Нет, этого немка Ута уже не поймет. Это поток сознания какой-то, а у нее тут Русь, заложники, плодовитые касты вороватых тварей, проститутки, строем марширующие по Тверской, горьковатое пиво «Хамовники» в подвале Домжура, где Боба Кречинский, датый и вялый, в третий раз читает в меню название блюда «ассорти из трех мяс». У нас Ноль первый ходит в кимоно, а сын юриста — в косоворотке. Боря Моисеев нам поет про любовь, а Виктор Пелевин отсылает Дзержинского к Фрейду. У нас годами ловят Шамиля и говорят с ним по сотовому каждый день. У нас дороги ремонтируют женщины, у нас все еще любят хоккей и винят в неудачах сборной звезд — испортились в США, у нас знают уже о талибах и ваххабитах, но, как жестокие дети, радуются взрывам в Иерусалиме и Дар-эс-Саламе, у нас открыты все секреты, но люди верят в «адекватный асимметричный ответ», у нас до Грозного можно довезти любого шпиона, а за доллары до Москвы — любого боевика, у нас самые нежные девушки и самые трезвые мужики.

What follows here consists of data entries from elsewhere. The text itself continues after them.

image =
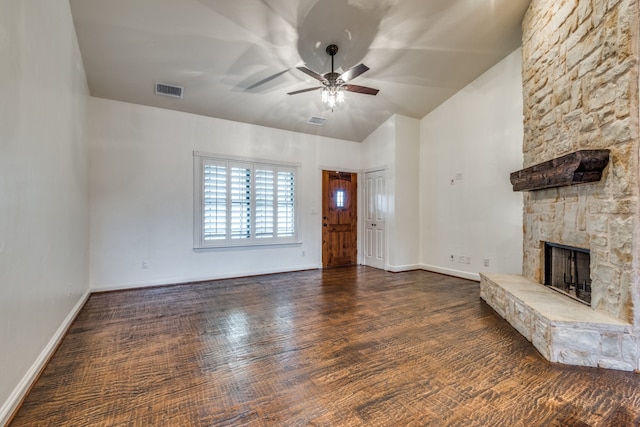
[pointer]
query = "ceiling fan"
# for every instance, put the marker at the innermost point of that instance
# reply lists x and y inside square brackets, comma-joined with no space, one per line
[334,84]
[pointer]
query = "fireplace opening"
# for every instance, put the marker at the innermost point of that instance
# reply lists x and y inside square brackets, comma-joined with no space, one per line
[567,269]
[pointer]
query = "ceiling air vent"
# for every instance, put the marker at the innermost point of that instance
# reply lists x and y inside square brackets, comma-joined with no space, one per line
[317,121]
[169,90]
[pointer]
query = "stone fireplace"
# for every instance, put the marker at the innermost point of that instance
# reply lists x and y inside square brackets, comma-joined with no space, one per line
[580,89]
[568,270]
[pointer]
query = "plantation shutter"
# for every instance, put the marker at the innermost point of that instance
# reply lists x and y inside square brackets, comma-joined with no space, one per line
[214,215]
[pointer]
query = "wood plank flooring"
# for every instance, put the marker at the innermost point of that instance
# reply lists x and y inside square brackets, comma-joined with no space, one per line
[349,346]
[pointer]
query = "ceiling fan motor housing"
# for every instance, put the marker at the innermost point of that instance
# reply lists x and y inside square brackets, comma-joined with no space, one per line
[332,49]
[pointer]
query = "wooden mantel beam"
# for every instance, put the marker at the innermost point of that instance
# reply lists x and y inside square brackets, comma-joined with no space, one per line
[579,167]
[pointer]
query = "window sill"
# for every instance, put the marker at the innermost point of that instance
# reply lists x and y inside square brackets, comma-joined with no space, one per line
[244,247]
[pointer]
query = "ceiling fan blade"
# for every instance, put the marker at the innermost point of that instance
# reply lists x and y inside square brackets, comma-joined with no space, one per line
[361,89]
[353,72]
[312,74]
[304,90]
[266,80]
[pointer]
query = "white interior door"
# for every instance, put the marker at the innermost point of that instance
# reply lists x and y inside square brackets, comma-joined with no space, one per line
[375,213]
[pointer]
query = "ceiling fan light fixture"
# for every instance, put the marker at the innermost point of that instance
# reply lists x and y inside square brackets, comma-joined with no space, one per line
[332,96]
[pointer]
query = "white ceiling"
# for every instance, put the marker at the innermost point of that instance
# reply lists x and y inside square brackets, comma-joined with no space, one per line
[236,59]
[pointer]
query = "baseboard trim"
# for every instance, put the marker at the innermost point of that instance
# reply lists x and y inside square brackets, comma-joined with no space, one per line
[403,268]
[450,272]
[11,405]
[181,280]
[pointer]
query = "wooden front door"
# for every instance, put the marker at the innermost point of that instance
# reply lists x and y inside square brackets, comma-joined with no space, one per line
[339,218]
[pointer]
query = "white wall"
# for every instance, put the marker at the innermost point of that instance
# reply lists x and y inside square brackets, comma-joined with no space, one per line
[141,190]
[43,187]
[394,147]
[474,139]
[404,245]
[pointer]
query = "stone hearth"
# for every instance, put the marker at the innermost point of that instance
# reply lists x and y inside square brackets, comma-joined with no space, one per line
[563,330]
[580,73]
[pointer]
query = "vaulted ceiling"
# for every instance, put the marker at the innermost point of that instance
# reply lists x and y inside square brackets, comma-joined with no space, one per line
[237,59]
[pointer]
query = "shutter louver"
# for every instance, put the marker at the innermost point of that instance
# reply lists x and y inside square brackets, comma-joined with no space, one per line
[286,204]
[214,215]
[264,204]
[240,183]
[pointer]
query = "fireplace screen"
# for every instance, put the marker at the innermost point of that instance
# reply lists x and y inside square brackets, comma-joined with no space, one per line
[567,269]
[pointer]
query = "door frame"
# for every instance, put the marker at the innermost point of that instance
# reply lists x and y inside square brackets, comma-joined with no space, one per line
[359,194]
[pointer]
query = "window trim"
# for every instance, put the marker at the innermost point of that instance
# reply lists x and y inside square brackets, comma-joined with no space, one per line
[199,161]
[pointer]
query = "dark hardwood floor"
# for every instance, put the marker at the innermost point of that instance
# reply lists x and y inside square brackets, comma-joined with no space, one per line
[341,347]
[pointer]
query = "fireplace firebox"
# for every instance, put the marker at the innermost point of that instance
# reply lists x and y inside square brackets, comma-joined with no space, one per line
[567,269]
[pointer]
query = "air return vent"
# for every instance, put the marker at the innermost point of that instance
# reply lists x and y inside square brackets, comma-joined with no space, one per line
[169,90]
[317,121]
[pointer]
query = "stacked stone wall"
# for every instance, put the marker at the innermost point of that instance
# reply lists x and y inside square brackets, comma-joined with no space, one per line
[580,83]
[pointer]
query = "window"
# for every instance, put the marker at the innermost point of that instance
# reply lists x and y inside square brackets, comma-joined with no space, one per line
[243,202]
[340,199]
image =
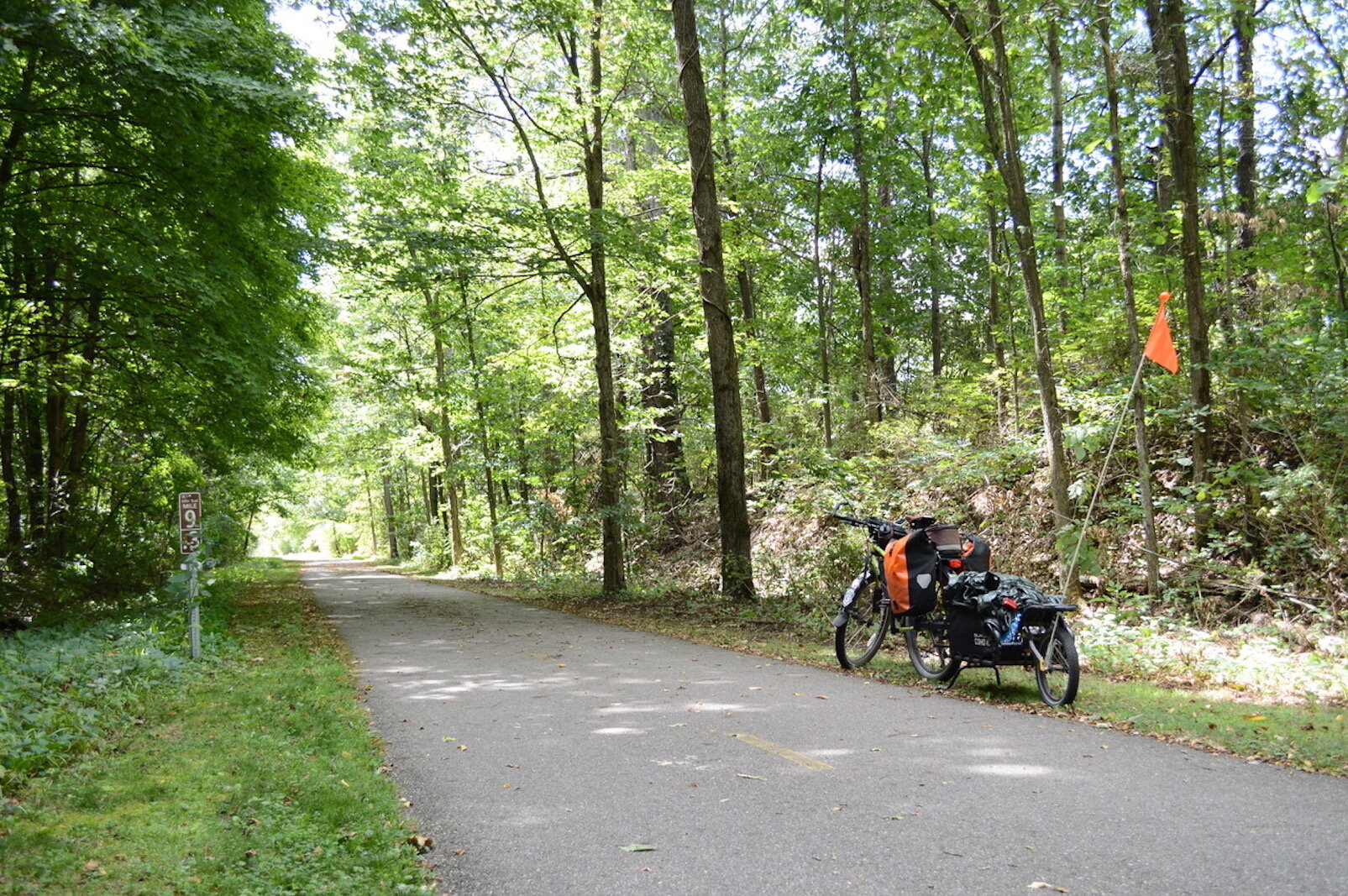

У нас радеют за Сербию, а на Арбате продают бескозырки с названием «Курск» — и стоит недорого. Студенты у нас башляют круче ученых-профессоров, ветераны спецслужб приторговывают водкой, а потомки монарха все еще претендуют на трон. Осень у нас пахнет тмином, зима — жжеными буксами, весна — клейким тополем, а лето — чем-то кислым. Арбузом и пивом, пивом, пивом. Все у нас не так, как у людей. Беречь бы деньгу на зиму, укреплять бы права человека или границу, думая о талибах и Косово, слушаться бы Запада и дружить с Китаем, а вы тут о пиве! Однако История — дело не внешнее, а внутреннее, как потенция. История — это мир несовершенных событий. Как вакуум в чугунном шаре. Но этого пока не понять честной немке Уте. Это по силам только его Маше. Вот почему Андрей Андреич ее и примет в свой профсоюз, а, точнее, посвятит в орден.